Next step with cinder blocks/cement blocks?

loriemgross Posts: 5 ✭✭✭

I am confused between the Bio-Intensive Gardening course on here vs. the raised beds with cinder blocks shown in Marjory’s introductory webinar. I have made it this far now in prepping my beds… we had to clear HUNDREDS of these thin yaupon holly trees that you see in the background before I could even start!

The blocks are 8” x 2, so 16” high. I believe we are supposed have 24” deep of soil for this method. Do I (1) add another row of cinder blocks, one more high, to get to 24” with my purchased soil? Or (2) dig down 8” in rows as shown in the videos and add my 16” of purchased soil on top?

This is my very first attempt at any kind of gardening… I have no idea what tolerance for error there is, but I’m worried I don’t have a lot of time for figuring it out. Thanks for any help you can provide!


  • Torey
    Torey Posts: 5,408 admin

    Welcome to TGN's forum @loriemgross. That looks like you have put in a lot of work already!

    I'm not familiar with the growth habit of yaupon holly. Are these all young suckers off the bigger trees? They're not all bad, though. I've never had it but the leaves make a caffeinated beverage.

    Personally, I would dig down at least 8" into the existing soil, even if you are planning another row of blocks. It will help with drainage and root development for your crops as well as helping to prevent any shoots of the holly coming up in your bed (if that is how they grow). Are you doing more beds this year?

    Most plants are going to be pretty forgiving but there are some that are finnicky even for experienced growers. You will have your successes and failures like all of us. Its a life long learning experience about what will do well in your area and how you can push the boundaries of what you can grow. What are you planning to grow?

    You must be quite a bit south of me (Central BC, Canada), if you have this species growing. We have an introductions section where you can let us know where you are from and maybe make connections with others from your growing zone.

  • loriemgross
    loriemgross Posts: 5 ✭✭✭

    Thank you so much! I love BC, how wonderful! I’m in Bastrop, Texas, I think Marjory lived around here before, it’s very close to Austin.

    That answer was exactly what I needed. Please let me know if I missed something in the course work about the raised beds using cement blocks. I want to make sure I don’t need any other modifications or something like a liner or some sort.

    Once I get this bed all figured out I am going to do 2 more.

    The hollies grow like weeds here. The larger trees are post oaks. My husband says that they do seem to spread underground like you are saying. We’ll have to monitor that…
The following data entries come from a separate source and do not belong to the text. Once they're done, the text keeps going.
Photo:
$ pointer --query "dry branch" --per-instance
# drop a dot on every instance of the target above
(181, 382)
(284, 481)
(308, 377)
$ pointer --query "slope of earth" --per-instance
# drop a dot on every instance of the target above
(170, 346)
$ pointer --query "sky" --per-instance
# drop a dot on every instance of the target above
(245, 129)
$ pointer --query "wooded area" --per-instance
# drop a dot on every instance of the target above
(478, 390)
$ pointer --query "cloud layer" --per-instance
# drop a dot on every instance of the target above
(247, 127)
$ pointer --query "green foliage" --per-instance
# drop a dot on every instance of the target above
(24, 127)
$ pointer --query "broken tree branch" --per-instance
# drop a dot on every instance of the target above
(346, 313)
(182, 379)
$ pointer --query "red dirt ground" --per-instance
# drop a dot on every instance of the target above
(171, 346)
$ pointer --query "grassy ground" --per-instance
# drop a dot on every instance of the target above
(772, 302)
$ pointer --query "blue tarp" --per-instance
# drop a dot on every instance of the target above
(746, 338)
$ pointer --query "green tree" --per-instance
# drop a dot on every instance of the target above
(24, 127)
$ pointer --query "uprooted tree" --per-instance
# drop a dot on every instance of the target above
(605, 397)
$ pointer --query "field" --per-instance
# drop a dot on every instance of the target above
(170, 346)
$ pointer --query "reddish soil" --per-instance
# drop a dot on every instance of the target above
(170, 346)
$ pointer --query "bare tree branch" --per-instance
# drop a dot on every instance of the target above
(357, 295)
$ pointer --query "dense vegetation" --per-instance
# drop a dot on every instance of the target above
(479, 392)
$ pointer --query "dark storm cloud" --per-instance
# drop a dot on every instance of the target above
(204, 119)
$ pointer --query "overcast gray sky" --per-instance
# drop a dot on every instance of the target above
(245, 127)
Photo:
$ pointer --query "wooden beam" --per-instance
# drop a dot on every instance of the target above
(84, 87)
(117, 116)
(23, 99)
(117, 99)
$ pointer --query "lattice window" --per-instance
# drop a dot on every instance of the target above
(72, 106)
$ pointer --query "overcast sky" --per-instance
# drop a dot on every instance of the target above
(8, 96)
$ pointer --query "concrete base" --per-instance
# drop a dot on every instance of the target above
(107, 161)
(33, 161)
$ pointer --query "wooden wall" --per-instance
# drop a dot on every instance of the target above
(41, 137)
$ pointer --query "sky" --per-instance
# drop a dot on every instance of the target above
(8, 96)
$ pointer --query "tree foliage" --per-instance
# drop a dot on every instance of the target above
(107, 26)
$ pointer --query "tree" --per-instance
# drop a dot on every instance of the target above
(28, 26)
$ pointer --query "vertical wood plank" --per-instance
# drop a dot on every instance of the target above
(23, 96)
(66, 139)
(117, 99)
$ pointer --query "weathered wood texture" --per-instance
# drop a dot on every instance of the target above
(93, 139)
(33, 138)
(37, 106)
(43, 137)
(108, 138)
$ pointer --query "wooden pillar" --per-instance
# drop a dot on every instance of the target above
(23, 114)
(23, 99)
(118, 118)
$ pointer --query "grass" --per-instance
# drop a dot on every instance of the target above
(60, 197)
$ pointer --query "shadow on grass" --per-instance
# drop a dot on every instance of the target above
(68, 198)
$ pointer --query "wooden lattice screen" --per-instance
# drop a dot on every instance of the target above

    I will introduce myself in the other forum. Thank you again!

  • marjstratton
    marjstratton Posts: 1,131 ✭✭✭✭

    I have raised garden beds and dug down on some of them before adding wood chips and adding soil and compost on top. We have voles which dig into our beds and eat and ruin our potato crops. My husband is planning to put down hardware cloth on the bottom of the beds when we rework them this spring. Not entirely sure how well that will work but we will see.

  • LaurieLovesLearning
    LaurieLovesLearning Posts: 7,218 admin
    edited April 2022

    @marjstratton Voles most likely can get through anything mice could. You are most likely best putting one smaller than 1/4" down in that case.

    @loriemgross When I did a raised bed, we put two things on the bottom before the fill. The first was hardware cloth for digging critters, & then landscape fabric to discourage the nasty grasses that like to invade everything, yet still give water drainage. Unfortunately, an ant colony moved in which I hadn't prepared for! 😖 There were so very many ants!

    Much later, I found out that spraying the box on the outside and around should discourage ants from invading the bed. I never tried it out, so I really can't say first hand how effective it would be.

    You could also put old trees & branches on the bottom as a hugelkultur addition. You will use less fill otherwise & it has its own benefits. I don't know how your holly would work in it (I don't have it where I live either). Some woods are fine, but I think there are a few that are not recommended.

  • loriemgross
    loriemgross Posts: 5 ✭✭✭

    Thank you, @marjstratton and @LaurieLovesLearning ! Very helpful!

  • JodieDownUnder
    JodieDownUnder Posts: 1,481 admin

    @loriemgross welcome to TGN. You’ve come to the right place to start your grow your own journey. Personally, I’d only go 2 cinder blocks high. Remember to fill in the cavities within the blocks too- extra growing space. Dig down a few inches & add some gravel etc for good drainage. Test the pH of your soil, depending on results, add lime or dolomite or sulphur. Then add manure, mushroom compost & top with mulch. Make sure you water each layer consistently.

    If you start with a good growing medium, it will make your experience better, keep you healthy & better for the planet. Put the work into the soil & it will look after you.